In short, fewer people want auto loans, but of those who do, rejection rates are soaring.
Credit Scores Abruptly Plunge As Americans Stop Paying Down Debt; Synchrony Financial Warns
ZeroHedge noted Credit Scores Abruptly Plunge As Americans Stop Paying Down Debt; Synchrony Financial Warns
“What we are seeing is people who are doing significant score migration — a 680 or a 690 going to a 620,” Synchrony Financial CFO Brian Wenzel said in an interview.

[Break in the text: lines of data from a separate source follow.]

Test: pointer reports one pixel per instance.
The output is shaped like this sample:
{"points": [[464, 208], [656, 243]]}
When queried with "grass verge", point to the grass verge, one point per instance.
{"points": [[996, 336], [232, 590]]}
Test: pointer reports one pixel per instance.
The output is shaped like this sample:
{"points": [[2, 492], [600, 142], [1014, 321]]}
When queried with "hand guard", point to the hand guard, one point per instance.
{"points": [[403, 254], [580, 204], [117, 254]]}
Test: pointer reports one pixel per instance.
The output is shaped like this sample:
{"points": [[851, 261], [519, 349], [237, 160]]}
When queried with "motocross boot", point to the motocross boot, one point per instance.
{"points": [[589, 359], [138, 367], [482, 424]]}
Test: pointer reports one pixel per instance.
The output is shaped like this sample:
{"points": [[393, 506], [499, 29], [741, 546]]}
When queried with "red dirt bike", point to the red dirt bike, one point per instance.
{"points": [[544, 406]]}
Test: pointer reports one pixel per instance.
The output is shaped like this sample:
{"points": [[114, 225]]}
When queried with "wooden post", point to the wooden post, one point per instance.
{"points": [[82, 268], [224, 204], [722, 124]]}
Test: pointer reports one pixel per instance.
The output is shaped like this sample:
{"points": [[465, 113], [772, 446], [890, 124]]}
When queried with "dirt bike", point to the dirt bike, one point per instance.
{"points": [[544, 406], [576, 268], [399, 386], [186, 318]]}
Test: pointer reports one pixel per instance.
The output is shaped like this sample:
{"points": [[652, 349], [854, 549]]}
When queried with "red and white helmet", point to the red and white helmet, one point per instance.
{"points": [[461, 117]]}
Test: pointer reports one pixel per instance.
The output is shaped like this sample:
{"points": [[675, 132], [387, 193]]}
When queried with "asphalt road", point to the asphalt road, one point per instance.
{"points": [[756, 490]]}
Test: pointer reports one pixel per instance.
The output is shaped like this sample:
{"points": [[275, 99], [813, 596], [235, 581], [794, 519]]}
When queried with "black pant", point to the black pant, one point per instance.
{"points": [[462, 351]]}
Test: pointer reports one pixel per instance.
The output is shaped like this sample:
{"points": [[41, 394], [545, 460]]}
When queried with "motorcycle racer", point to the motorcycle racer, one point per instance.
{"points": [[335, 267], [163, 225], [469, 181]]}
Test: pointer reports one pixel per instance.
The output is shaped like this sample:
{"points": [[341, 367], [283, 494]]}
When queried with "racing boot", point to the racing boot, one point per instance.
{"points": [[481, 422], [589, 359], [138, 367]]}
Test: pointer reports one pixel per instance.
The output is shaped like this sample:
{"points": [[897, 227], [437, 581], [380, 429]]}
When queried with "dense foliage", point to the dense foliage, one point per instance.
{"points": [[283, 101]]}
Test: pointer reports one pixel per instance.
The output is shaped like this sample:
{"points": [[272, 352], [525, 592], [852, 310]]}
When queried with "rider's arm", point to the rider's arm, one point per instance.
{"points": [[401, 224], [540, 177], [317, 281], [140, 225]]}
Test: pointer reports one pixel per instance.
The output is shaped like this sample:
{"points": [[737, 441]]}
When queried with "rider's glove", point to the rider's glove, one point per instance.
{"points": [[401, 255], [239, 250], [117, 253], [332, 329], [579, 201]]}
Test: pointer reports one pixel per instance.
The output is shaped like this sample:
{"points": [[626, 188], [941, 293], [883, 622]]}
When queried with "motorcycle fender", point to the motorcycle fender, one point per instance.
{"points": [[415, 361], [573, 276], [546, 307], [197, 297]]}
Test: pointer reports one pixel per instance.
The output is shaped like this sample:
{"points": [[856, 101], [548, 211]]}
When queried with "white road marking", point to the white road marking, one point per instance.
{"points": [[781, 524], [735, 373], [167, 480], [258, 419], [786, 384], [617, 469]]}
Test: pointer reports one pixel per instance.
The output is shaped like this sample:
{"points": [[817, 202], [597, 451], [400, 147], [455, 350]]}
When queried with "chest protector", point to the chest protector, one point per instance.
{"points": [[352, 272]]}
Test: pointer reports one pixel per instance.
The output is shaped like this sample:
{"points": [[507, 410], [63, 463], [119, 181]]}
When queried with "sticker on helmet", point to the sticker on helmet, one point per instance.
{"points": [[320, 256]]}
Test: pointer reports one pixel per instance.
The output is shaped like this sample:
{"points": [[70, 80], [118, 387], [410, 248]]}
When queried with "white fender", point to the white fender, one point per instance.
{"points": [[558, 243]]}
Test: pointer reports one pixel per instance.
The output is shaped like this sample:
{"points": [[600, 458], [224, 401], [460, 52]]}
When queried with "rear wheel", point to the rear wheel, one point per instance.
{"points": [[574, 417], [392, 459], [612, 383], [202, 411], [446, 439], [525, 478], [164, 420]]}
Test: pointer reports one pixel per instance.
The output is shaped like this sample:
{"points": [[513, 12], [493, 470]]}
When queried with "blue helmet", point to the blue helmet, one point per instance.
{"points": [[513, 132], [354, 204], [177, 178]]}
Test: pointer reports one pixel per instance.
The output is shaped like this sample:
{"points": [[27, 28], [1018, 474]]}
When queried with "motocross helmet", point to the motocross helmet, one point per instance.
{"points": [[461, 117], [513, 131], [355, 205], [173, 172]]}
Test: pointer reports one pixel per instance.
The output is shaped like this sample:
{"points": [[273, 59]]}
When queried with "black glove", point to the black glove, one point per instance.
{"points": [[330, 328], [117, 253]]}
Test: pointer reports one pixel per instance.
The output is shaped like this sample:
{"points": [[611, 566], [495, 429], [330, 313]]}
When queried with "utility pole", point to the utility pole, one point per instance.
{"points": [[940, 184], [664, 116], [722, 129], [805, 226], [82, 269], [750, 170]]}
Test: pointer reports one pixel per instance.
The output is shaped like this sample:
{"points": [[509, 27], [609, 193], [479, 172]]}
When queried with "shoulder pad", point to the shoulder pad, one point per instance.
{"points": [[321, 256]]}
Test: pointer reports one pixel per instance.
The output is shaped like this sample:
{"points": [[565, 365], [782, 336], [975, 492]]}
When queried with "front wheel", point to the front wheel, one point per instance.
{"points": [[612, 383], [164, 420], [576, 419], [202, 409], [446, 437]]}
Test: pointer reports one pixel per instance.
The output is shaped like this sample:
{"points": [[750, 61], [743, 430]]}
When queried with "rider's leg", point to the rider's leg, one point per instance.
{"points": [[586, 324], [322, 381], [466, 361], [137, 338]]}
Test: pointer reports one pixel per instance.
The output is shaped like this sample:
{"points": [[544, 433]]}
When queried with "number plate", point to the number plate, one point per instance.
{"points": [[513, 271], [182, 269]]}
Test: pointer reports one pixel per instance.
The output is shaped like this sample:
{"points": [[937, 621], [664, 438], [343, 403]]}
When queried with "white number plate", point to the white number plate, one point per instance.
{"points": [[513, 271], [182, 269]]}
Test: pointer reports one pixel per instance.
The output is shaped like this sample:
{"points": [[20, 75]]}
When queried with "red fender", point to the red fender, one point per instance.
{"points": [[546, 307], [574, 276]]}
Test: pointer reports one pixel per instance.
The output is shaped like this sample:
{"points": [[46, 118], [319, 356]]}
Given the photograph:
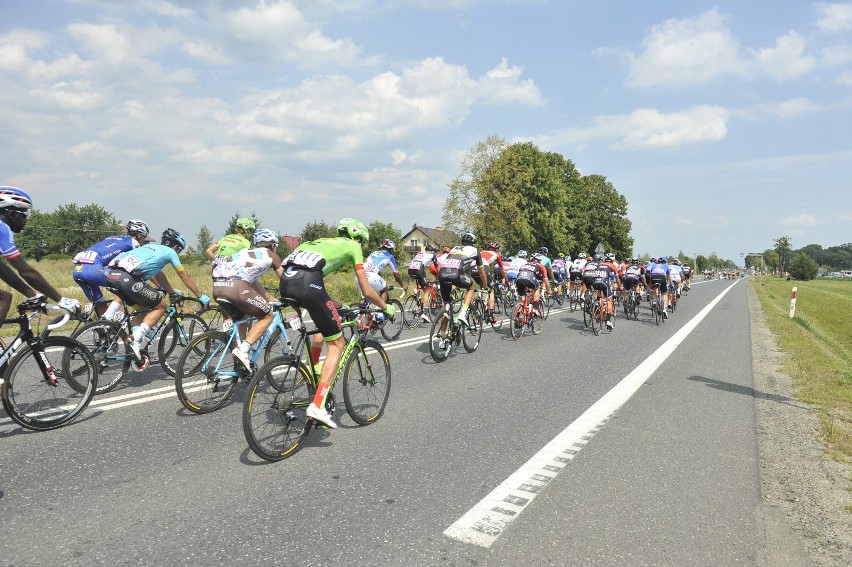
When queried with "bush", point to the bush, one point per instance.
{"points": [[803, 268]]}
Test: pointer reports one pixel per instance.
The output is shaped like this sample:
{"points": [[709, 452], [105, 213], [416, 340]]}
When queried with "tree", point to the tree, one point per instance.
{"points": [[232, 224], [803, 268], [66, 231], [783, 245], [317, 229]]}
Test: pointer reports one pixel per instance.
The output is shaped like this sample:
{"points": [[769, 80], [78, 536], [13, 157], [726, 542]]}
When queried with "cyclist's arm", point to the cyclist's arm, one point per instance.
{"points": [[33, 278]]}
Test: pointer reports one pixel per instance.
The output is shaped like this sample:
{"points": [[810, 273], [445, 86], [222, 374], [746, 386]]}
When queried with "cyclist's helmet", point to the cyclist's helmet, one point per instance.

That’s a dive from good to fair.
Existing Home Sales Resume Slide, Down 15 of the Last 17 Months
Note that Existing Home Sales Resume Slide, Down 15 of the Last 17 Months
Inflation-Adjusted Retail Sales Are Weak
Real vs nominal retail sales percent change from year ago, data from Commerce Department, chart by Mish.
On July 18, I noted Inflation-Adjusted Retail Sales Weak Four of the Last Five Months
It’s not just consumers.
The Fed Reports Abysmal Industrial Production Numbers and Negative Revisions Too
Industrial production data from the Fed, chart by Mish
Also note The Fed Reports Abysmal Industrial Production Numbers and Negative Revisions Too
The Bloomberg Econoday consensus estimate was unchanged in May from June. Instead, Industrial production fell 0.5 percent and the Fed revised May from -0.2 percent to -0.5 percent.
Meanwhile, the consensus opinion has changed from recession to soft landing. Does anyone hear a bell?